Salón I-708 | Room I-708 | Salle I-708

Chairs:

  • Imer B. Flores – imer@unam.mx
  • Diego E. López Medina – dlopez@uniandes.edu.co

The constitutional and democratic rule of law seems to be crumbling in our hands, for it contains a profound contradiction. Its very conditions of possibility—and even of sustainability—suggest that it is, by definition, a limited government subject to law; or else, that it may claim to be a government where popular sovereignty could give rise to an unlimited one. This tension is exemplified by the clash between “bold and daring” governments that adopt blitzkrieg-style strategies to do things deeply and quickly, through concentration of power, on the one hand, and the “moderate and cautious” ones that still rely on traditional Fabian mechanisms to introduce gradual and incremental reforms, through the deliberation imposed by the separation of powers, on the other. For many “decisive” governments, “democracy” today is understood as a clear and direct mandate that the electorate gives to the president and the ruling party to execute their agenda or action plan, come what may. “Constitutionalism” and the “rule of law” are therefore seen as an excessive tangle of obstacles and procedures that diminish the effective capacity to do what is necessary for the public interest.
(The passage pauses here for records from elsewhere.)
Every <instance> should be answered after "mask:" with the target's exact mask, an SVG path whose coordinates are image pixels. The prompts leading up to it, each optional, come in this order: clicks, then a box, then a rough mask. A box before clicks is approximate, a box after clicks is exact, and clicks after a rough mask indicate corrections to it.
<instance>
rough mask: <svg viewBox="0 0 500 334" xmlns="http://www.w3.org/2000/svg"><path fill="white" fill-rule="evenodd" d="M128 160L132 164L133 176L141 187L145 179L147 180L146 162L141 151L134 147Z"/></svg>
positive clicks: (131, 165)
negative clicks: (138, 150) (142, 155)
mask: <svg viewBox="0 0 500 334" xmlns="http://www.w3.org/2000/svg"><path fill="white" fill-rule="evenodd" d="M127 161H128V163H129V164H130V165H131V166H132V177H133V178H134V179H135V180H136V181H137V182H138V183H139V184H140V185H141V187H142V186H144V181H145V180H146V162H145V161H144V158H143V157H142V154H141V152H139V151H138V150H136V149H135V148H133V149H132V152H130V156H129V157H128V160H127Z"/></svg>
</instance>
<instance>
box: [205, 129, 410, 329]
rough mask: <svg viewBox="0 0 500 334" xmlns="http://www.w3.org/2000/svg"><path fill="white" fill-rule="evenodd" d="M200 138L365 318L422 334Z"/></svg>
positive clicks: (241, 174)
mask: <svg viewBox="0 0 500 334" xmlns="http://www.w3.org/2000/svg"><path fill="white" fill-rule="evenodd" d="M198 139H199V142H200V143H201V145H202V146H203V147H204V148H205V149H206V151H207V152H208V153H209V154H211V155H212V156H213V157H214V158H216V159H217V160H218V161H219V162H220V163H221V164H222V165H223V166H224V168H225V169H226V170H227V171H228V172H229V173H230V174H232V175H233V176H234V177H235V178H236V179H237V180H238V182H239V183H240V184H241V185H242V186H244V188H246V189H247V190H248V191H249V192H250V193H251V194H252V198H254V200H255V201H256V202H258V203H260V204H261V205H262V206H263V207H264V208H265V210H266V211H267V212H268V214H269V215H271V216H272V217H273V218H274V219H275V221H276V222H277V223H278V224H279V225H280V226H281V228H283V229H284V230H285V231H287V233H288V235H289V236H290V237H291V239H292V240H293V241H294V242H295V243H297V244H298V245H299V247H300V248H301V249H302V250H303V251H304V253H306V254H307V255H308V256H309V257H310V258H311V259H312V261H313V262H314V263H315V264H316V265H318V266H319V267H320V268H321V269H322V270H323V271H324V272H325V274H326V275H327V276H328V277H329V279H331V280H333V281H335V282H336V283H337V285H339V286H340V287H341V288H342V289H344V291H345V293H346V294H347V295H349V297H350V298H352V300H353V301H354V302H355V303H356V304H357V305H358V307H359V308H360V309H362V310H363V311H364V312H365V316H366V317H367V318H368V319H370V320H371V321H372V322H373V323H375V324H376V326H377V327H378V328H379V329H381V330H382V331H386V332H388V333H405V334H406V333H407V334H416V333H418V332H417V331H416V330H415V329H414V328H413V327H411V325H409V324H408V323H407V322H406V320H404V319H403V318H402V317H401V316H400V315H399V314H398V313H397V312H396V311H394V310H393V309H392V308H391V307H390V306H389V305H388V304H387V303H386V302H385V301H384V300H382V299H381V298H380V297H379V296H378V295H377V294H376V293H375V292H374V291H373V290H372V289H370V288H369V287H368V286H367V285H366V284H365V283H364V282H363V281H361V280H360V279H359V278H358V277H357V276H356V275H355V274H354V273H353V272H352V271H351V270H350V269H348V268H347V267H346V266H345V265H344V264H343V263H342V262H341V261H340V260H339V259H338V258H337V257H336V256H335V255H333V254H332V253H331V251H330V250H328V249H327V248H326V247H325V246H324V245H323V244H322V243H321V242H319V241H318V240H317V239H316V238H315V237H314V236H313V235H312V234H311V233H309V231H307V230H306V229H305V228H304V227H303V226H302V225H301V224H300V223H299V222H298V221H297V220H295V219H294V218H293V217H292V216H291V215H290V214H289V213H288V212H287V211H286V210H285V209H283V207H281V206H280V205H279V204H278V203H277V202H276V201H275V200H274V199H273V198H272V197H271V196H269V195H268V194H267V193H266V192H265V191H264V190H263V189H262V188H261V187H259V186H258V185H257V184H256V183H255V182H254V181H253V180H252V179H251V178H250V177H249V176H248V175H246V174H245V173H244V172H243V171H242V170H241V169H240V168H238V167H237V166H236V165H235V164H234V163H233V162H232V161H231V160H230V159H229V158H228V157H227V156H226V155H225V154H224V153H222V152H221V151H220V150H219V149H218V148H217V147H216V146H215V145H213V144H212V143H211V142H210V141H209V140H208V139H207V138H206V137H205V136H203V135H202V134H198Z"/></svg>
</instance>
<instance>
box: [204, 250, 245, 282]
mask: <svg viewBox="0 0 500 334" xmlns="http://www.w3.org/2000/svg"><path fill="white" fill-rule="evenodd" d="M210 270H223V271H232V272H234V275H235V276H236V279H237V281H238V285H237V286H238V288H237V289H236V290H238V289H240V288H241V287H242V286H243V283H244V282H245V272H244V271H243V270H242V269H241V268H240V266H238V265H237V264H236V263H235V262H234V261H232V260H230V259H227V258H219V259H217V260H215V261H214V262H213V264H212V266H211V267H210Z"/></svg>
As Hungary’s Fidesz party said a few years ago in its electoral campaign: “if you are bored with the banana, choose the orange.” The “banana” seems to be the constitutional recipe—once tasty, now bland. The “orange,” by contrast, appears to be a fresh, acidic, vibrant alternative… In this panel, the speakers will offer their perspectives on the dialectic between the banana and the orange, between autocracies and democracies, limited and unlimited democracies, constitutionalism and populism, or else a leap into the void that could lead to banana republics, orange republics, and even illiberal ones.